Two years ago I announced on the pages of the City People Magazine that I was in love with Dame Patience Jonathan. There were no pretences about my declaration. I followed it up with reasons for my falling in love. It was the aftermath of her public declaration that she was indeed ill and that she almost passed out on a number of occasions. She gave a public lie to all the lies and cover-ups of the officialdom which claimed that she was hale and hearty while she was in fact on routine visits to surgical theatre where, according to her courageous account, she had been opened up more than 13 times!
Yes I fell in love knowing fully well that falling in love does not constitute an offence; it is the next steps you take after falling in love that can reward you with an amorous intimacy or earn you a dirty slap or in the extreme, a jail term! And I was certain the then President would not bother to send the police to my house.
I thought I should leave matters of economics, the economy, politics and governance out of my way today and give heart its own delight this Sunday. The Christmas moments have passed and the New Year is knocking at the gate, and yet no major events to crack our ribs with laughter, no theatricalities, no unusual movements in the Seat of power.
I miss our Dame, full of humour and predictable ‘unpredictabilities’. A lady of unequalled energy and noticeable presence, Dame Patience is not one that can be ignored in any gathering. Full of witticisms and spontaneity, Madam Jonathan is ever so quick to respond to any eventuality. Her answers are always on her finger tips. If you dare cross her path, you are on your own.

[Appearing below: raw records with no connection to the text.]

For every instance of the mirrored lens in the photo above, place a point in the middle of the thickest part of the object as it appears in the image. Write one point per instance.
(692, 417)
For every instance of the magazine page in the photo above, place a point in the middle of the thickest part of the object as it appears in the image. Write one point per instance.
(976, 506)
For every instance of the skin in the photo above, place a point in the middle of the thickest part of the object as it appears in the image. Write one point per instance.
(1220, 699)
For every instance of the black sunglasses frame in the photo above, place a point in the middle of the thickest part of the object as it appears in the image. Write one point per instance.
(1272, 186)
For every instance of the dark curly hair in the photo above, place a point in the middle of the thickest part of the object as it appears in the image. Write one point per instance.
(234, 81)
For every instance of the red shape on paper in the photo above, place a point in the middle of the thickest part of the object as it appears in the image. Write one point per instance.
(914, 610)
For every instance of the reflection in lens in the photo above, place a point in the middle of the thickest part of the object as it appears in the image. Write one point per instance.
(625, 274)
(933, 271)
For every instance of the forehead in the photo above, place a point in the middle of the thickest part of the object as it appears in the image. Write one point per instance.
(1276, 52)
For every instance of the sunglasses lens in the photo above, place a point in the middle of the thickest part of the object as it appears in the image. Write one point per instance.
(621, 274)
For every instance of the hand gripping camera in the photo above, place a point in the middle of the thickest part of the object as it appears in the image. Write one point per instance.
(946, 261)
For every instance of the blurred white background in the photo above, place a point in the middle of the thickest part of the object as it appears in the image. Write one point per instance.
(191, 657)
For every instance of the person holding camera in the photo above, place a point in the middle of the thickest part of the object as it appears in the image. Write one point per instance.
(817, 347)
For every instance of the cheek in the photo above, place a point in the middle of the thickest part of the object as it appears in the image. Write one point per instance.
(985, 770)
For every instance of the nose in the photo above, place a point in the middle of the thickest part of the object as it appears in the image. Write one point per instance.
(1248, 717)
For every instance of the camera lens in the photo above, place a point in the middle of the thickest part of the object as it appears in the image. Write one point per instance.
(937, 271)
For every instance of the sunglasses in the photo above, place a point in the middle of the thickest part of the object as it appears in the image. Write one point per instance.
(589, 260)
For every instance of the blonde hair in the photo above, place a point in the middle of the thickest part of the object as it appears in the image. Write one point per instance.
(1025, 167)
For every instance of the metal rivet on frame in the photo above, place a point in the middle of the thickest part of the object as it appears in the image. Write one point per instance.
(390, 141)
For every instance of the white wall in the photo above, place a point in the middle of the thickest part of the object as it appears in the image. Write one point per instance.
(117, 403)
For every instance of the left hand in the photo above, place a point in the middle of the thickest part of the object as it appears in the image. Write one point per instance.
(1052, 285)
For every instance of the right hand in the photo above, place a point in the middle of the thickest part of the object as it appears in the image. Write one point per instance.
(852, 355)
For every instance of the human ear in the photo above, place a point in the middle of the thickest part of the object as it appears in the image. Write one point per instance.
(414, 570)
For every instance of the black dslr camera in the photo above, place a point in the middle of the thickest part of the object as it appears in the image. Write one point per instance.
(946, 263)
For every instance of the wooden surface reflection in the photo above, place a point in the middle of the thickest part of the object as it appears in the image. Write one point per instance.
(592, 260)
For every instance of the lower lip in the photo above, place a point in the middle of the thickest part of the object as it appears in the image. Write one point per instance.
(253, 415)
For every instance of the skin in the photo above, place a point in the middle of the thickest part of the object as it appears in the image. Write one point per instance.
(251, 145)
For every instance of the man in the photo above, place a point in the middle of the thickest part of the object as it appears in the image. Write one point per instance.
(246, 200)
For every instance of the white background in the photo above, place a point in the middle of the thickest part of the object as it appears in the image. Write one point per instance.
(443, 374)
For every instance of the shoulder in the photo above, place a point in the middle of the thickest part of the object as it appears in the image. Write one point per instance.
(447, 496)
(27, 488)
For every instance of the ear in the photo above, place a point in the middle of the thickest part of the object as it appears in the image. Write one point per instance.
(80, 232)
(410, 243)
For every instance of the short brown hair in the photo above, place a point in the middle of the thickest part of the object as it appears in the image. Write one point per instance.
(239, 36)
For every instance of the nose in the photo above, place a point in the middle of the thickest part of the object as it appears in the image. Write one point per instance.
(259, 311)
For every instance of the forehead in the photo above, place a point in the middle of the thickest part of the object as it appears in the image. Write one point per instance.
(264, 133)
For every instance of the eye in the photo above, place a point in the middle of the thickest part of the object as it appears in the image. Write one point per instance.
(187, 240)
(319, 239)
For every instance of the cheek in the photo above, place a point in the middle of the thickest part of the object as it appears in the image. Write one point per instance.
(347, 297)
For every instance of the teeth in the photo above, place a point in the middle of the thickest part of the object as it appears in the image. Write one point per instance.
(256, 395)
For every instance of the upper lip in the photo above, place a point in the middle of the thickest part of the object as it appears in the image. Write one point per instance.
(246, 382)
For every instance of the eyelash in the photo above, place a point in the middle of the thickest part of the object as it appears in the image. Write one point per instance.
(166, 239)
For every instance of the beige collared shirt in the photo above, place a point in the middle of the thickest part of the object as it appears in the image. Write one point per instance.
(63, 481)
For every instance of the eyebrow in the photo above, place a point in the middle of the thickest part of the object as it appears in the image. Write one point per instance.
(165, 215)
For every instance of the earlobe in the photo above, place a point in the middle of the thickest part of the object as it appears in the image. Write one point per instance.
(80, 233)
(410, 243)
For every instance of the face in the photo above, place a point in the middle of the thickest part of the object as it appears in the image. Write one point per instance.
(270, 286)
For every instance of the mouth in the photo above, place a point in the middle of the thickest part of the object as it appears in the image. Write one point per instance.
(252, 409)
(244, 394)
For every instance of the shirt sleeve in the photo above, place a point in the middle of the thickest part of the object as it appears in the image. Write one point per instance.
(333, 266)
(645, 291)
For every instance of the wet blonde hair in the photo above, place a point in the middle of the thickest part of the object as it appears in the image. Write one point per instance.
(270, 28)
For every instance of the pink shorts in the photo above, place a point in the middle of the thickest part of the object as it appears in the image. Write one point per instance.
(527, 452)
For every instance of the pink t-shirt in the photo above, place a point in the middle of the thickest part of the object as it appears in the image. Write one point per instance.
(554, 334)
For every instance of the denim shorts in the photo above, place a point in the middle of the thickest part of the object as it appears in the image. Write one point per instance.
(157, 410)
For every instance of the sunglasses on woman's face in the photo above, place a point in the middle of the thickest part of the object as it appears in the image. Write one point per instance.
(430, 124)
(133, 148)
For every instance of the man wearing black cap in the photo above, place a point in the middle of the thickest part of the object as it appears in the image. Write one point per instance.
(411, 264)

Mrs Jonathan is not a pretender. She does not care for the so-called ‘political correctness’. She calls a spade a spade and you can go to hell if you do not like her characteristic bluntness. The good thing about Dame Jonathan is that you know where you stand with her or where she stands with you. She is not given to deceit or double-speak or back biting. And she is bold!
You may begin to wonder why I miss her and why I believe she should occupy my column today as my veritable guest. Madam Patience is like no other one in public glare. She does not care for Lexis and Structure when it comes to English grammar. And who cares? Who should bother about a language that is not straightforward?
Dame Jonathan is a very straightforward person. So if English language that is full of contradictions and confusions decides to confront Dame, she has every right to damn it. A language that has sat as past tense of sit and chooses to have leaked instead of lack as past tense of leak, has boxes as plural of box and has oxen as plural for ox, boots as plural for boot and feet as plural for foot, teeth for tooth and not beeth for booth, men for man and pans for pan is not a subject a straightforward Madam like our Patience would have patience for.